This week, a review of UPFs – published in The Lancet – warned that UPFs are linked to harm in every major organ system of the human body and pose a huge threat to human health.
It is just the latest study to raise concerns about UPFs: essentially foods which are cheap, highly-processed foods in contrast to the fresh, nutrient foods the body needs.
But the reports also push for stronger regulations around UPFs.
From soda taxes to UPF taxes
The series in The Lancet once again takes aim at Big Food, saying that the UPF industry ‘generates enormous revenues that support continued growth and fund corporate political activities to counter attempts at UPF regulation’.
In the US and UK, more than half of the average diet now comes from UPFs, says the study. People in disadvantaged areas may have a diet of up to 80% UPF.
It outlines several priority actions: mandatory front-of-pack warning labels; bans on marketing aimed at children; restrictions on these types of foods in public institutions, and higher taxes on UPFs.
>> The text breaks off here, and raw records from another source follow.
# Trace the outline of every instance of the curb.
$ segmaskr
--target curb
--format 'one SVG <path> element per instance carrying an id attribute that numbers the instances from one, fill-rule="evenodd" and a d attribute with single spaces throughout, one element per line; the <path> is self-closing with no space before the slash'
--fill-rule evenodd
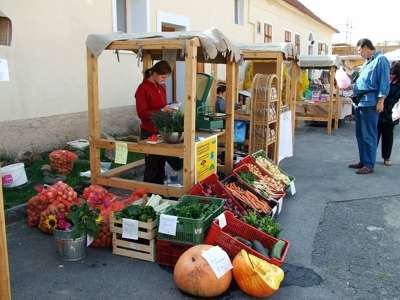
<path id="1" fill-rule="evenodd" d="M 6 209 L 4 212 L 6 225 L 22 221 L 26 218 L 26 203 Z"/>

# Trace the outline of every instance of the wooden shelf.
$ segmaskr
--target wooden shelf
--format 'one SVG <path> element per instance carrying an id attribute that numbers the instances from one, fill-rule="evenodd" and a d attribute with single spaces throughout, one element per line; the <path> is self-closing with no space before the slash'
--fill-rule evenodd
<path id="1" fill-rule="evenodd" d="M 222 131 L 213 131 L 213 132 L 209 132 L 209 131 L 196 131 L 196 137 L 199 138 L 209 138 L 212 136 L 216 136 L 217 138 L 220 138 L 221 136 L 225 136 L 225 130 Z"/>
<path id="2" fill-rule="evenodd" d="M 251 121 L 251 115 L 243 114 L 240 112 L 235 111 L 235 120 L 237 121 Z"/>

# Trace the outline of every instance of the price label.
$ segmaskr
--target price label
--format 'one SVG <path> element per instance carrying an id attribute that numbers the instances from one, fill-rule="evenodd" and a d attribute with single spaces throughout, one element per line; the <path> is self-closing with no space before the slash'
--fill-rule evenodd
<path id="1" fill-rule="evenodd" d="M 177 223 L 178 223 L 177 216 L 161 214 L 160 224 L 158 225 L 158 232 L 175 236 Z"/>
<path id="2" fill-rule="evenodd" d="M 126 165 L 128 160 L 128 144 L 122 142 L 115 143 L 115 163 Z"/>
<path id="3" fill-rule="evenodd" d="M 220 214 L 218 217 L 217 217 L 217 219 L 218 219 L 218 224 L 219 224 L 219 227 L 222 229 L 222 228 L 224 228 L 225 226 L 226 226 L 226 218 L 225 218 L 225 213 L 222 213 L 222 214 Z"/>
<path id="4" fill-rule="evenodd" d="M 86 235 L 86 247 L 89 247 L 93 243 L 93 240 L 94 240 L 93 236 L 90 234 L 87 234 Z"/>
<path id="5" fill-rule="evenodd" d="M 290 193 L 292 194 L 292 196 L 296 194 L 296 187 L 294 186 L 294 180 L 290 182 Z"/>
<path id="6" fill-rule="evenodd" d="M 132 219 L 122 219 L 122 238 L 137 240 L 139 239 L 139 221 Z"/>
<path id="7" fill-rule="evenodd" d="M 283 206 L 283 197 L 281 197 L 281 199 L 278 200 L 278 215 L 281 213 L 282 206 Z"/>
<path id="8" fill-rule="evenodd" d="M 210 265 L 217 278 L 221 278 L 226 272 L 233 268 L 228 254 L 218 246 L 204 251 L 201 256 L 203 256 Z"/>

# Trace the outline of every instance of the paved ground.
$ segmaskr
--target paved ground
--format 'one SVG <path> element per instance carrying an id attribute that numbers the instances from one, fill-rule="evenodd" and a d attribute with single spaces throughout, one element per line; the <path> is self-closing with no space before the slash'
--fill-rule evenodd
<path id="1" fill-rule="evenodd" d="M 400 156 L 373 175 L 348 169 L 356 159 L 354 124 L 331 137 L 321 127 L 297 131 L 295 157 L 282 167 L 297 194 L 279 217 L 291 241 L 286 278 L 271 299 L 400 299 Z M 380 160 L 378 160 L 380 162 Z M 24 223 L 7 227 L 13 299 L 185 299 L 171 270 L 89 249 L 60 263 L 53 239 Z M 221 299 L 246 299 L 235 285 Z"/>

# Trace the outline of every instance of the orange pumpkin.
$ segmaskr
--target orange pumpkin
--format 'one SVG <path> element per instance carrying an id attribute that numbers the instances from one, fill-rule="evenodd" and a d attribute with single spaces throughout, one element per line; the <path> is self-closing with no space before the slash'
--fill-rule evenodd
<path id="1" fill-rule="evenodd" d="M 202 252 L 211 245 L 197 245 L 186 250 L 178 259 L 174 269 L 176 286 L 185 293 L 200 297 L 215 297 L 225 292 L 232 281 L 232 272 L 217 278 Z"/>
<path id="2" fill-rule="evenodd" d="M 233 277 L 240 289 L 253 297 L 274 294 L 283 280 L 283 270 L 241 250 L 233 259 Z"/>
This will sound very familiar to the beverage industry.
High-sugar beverages (themselves technically considered a UPF) face higher taxes in a number of jurisdictions around the world. In the UK, HFSS marketing regulations restrict where and when high sugar products can be marketed.
San Francisco has trialed warning labels on soda, highlighting the link between added sugars and obesity, diabetes and tooth decay. And an increasing number of schools, universities and public institutions have banned the sale of energy drinks or soda on site.
The food industry might be unnerved by the anticipation of potential UPF regulations: but, in many ways, the beverage industry already knows what to expect.
Soda taxes
Mexico introduced its soda tax in 2014: trying to address a huge sugary beverage consumption in the country. Since then, similar taxes have emerged in more than 108 countries and various states and cities in the US. However, these have not been without controversy. In a number of situations, the beverage industry has put up a big fight; in others, voters have declined the measure (such as in Santa Fe in 2017).
The problem with UPFs, notes The Lancet, is that they tend to be inexpensive in both absolute terms, and in comparison with non-UPF equivalents. Product prices greatly affect purchases: therefore, levies increase the price of unhealthy foods.
And that’s – broadly – been the basis of sugar taxes around the world: to try and make cheap, sugary drinks more expensive to discourage consumption, and to encourage healthier choices at the same time (yes, soda taxes can be an instrument to raise government revenue, but today most income is directed towards public health programs).
To date, almost all food tax policies have targeted sugar-sweetened beverages. That’s because soda and sugary drinks are often products with ‘empty calories’ – products containing calories for no nutritional gain. And in many countries, they represent a top contributor of sugar in people’s diets.
Meanwhile, sugar puts consumers at increased risk of chronic diseases such as type 2 diabetes, heart disease, and non-alcoholic fatty liver disease.
And – perhaps crucially – people know that sugary drinks are unhealthy: so they understand why such drinks are taxed.
Studies have found that volume-based taxes provide greater revenue, but tiered taxes or those based on grams of sugar are likely to have stronger dietary impact: primarily because they encourage reformulation. A case study in point is the UK’s sugar tax.
What’s next for UPFs?
This movement is now extending to UPFs.
The Lancet studies published this week warn that UPFs are linked to harm in every major organ system of the human body; and that such foods are rapidly replacing fresh foods in the diets of children and adults on every continent. UPFs are associated with an increased risk of many health conditions, including obesity, type 2 diabetes, heart disease and depression.
It notes that the concept of taxes is primarily currently linked to soda: but countries are starting to introduce levies on unhealthy foods as well.
In 2023, for example, Colombia implemented a so-called UPF excise tax using criteria for HFSS foods. This tax is due to increase from 10% in 2023 to 20% this month.
Alcopop tax
Meanwhile, the European Commission’s upcoming Cardiovascular Health Plan reportedly is set to introduce levies on alcopops (generally considered as hi gh sugar alcoholic drinks targeted at younger consumers) and ultra-processed foods.
The beverage industry has long argued that soda has been unfairly singled out in the mission to create a healthier food system.
Finally, governments are coming around to this thinking: and the war on UPFs could see taxes and regulations extended to other food categories.
Meanwhile, however, there can be little expectation that the push to introduce and extend soda taxes will abate.